While the small, and sometimes sleepy, village of Leap may be somewhat off the beaten path, it is home to what is becoming one of Ireland’s best loved music venues – Connolly’s of Leap. The building, which has aged through 450 years, has been championing live music through three generations of family. As far back as the 1950s, when the venue was called ‘The Central Bar’, music was being performed every week. Eileen along with her son Sam, the current owners and operators of the venue, were both born and raised in the building, constantly surrounded by the magic of music. In 1985, Eileen and her husband Paddy McNicholl purchased the venue from her parents and renamed it Connolly’s of Leap in their honour. Under the avaricious management of Paddy, the venue soon became established as a music venue of note and a place of warm hospitality for both musicians and their avid listeners alike.

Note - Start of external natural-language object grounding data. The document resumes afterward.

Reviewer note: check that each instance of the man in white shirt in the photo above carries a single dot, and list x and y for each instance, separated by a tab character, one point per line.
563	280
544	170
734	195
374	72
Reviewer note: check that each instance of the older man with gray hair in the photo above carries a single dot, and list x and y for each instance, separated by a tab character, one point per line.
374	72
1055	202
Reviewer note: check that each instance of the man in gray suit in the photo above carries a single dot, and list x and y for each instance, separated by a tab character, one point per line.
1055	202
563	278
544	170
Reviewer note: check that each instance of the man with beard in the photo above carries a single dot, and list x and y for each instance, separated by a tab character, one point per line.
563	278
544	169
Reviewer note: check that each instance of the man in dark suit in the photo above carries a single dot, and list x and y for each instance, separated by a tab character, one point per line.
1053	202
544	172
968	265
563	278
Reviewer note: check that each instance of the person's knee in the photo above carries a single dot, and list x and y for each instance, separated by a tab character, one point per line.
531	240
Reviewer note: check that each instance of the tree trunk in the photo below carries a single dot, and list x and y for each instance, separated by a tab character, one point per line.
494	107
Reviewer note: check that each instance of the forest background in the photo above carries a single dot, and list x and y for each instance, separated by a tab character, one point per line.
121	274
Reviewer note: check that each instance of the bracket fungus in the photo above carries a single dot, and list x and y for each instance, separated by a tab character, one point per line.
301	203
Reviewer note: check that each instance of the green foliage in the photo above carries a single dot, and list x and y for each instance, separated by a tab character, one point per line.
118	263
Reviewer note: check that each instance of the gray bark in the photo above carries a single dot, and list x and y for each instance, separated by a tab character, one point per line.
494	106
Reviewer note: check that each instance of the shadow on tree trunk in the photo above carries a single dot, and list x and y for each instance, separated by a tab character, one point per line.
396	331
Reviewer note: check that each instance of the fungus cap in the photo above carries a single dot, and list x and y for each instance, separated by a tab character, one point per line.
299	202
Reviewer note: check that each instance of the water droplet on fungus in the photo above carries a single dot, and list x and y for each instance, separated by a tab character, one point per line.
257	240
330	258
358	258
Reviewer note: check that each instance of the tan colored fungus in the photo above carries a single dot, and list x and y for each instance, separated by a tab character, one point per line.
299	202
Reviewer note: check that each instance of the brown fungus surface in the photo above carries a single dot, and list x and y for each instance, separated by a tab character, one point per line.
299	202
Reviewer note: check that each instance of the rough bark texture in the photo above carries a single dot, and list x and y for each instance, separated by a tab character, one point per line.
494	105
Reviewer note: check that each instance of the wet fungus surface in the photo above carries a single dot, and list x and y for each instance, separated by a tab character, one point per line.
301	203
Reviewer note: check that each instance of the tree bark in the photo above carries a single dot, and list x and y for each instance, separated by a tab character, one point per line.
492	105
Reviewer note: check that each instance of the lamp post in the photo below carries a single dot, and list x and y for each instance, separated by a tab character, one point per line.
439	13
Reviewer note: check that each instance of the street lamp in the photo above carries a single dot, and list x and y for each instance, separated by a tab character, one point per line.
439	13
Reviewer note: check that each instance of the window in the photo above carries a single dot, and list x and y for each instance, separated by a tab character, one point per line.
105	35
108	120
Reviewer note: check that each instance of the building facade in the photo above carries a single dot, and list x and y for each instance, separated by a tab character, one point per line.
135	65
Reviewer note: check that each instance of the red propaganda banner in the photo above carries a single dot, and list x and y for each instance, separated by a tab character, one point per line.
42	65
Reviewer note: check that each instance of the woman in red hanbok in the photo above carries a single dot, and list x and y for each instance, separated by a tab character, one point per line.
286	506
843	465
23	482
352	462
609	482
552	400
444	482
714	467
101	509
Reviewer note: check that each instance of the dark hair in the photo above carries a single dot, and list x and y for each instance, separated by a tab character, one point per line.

Connolly’s earned itself a reputation as a venue bands simply loved to perform at. The homely and intimate appeal of playing at Connollys was only added to by the beautiful mystique of West Cork which Leap is situated at the heart of. In 1994 Paddy McNicholl told Hotpress magazine –
“Too many venues either want instant success and are not prepared for the long haul, or they panic at the first sign of a decline in audience numbers. But if they had the bottle to keep going through the lean times they would probably find that things would almost automatically pick up. Activity breeds activity.”
Paddy’s pioneering attitude and his reverence towards the musicians who form the heart and soul of the music industry, helped create a truly soulful venue in which all types of music are encouraged to be heard.
After the venue closed its doors to the public in 2006, and followed by the untimely passing of Paddy in 2010, the venue had been closed until December 2015, when Paddy’s son, Sam McNicholl, decided to relaunch Connollys alongside his mother Eileen, with a renewed enthusiasm to continue his late father’s work in championing the artist and live music in rural Ireland.
THE COMPETITION SITE
The site is composed of the existing music venue building and the entirety of the site as set out in the site plan. The proposed competition site offers a unique opportunity to combine and restore an existing music venue with new and innovative architectural interventions through a novel and interesting composition. The proposed site also allows an opportunity to explore revitalising the village and its public space.
Participants should be extremely considerate of the landscape in which they are designing in both a sustainable and contextual manner. These include, but are not limited to, the ravine, the waterfall, and the level changes which take place across the site. While participants should be thoughtful of site-specific considerations, they must also take into account the broader cultural context in which the music venue is situated.